Cela s’ajoute aux mauvais résultats de l’année 2015. Après une quasi-stagnation en 2014, le déficit public ne serait réduit que de 0, 2 point en 2015. Or, en 2012, le Président de la République prévoyait de ramener le déficit à 1, 3 % du PIB !
Le déficit de la France place notre pays en queue de peloton de la zone euro. En 2015, parmi les grandes économies de cette zone, seule l’Espagne aura un déficit public supérieur à celui de la France.
Monsieur le secrétaire d'État, nous sommes encore loin de notre premier partenaire commercial, l’Allemagne, qui prévoit des comptes à l’équilibre en 2015.
Il en est de même pour le taux de croissance attendu.
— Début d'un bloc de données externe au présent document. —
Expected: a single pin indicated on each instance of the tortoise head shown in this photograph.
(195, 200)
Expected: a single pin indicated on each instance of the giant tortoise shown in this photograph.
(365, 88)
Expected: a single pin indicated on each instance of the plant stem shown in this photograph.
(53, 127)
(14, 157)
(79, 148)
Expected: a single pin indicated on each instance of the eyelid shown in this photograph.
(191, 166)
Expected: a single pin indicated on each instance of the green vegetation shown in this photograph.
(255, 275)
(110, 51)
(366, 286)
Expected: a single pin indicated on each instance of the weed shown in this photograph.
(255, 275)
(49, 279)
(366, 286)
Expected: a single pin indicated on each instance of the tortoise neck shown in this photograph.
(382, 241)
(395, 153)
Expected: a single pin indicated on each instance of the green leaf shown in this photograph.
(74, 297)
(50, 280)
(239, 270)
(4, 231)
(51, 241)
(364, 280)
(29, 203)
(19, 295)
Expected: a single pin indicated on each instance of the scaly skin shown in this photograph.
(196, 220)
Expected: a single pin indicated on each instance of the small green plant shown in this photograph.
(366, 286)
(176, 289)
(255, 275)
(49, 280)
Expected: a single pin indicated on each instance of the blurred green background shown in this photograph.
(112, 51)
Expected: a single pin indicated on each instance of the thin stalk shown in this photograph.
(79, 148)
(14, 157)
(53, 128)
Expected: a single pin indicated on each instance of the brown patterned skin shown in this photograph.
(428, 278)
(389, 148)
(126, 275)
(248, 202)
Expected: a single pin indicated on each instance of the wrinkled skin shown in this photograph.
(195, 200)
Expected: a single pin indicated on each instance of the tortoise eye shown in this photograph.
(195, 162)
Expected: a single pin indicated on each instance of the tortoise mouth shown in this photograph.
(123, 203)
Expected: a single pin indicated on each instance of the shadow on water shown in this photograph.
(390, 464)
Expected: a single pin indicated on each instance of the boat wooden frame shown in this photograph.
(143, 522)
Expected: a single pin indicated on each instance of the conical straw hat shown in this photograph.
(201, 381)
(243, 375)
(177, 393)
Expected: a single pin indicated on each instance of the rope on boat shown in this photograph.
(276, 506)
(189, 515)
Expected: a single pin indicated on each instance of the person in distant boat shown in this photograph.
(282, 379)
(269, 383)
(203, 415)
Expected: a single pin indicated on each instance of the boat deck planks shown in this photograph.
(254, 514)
S’agissant du chômage, la dernière fois que la France a eu un taux aussi élevé, ce n’était même pas au cours de la période 2008-2009, à laquelle d’aucuns aiment à se référer pour expliquer les difficultés d’aujourd’hui, mais en 1998. Il faut regarder la vérité en face !
Rappelons enfin que, en 2015, notre dette s’approchera dangereusement des 100 % de la richesse nationale.
Pour toutes ces raisons, mes chers collègues, nous ne pourrons voter en l’état ce projet de loi de finances rectificative pour 2015. Nous le ferons cependant, mais dans une version modifiée par notre commission des finances, sous l’impulsion de son rapporteur général, et bien sûr avec le soutien de la majorité sénatoriale.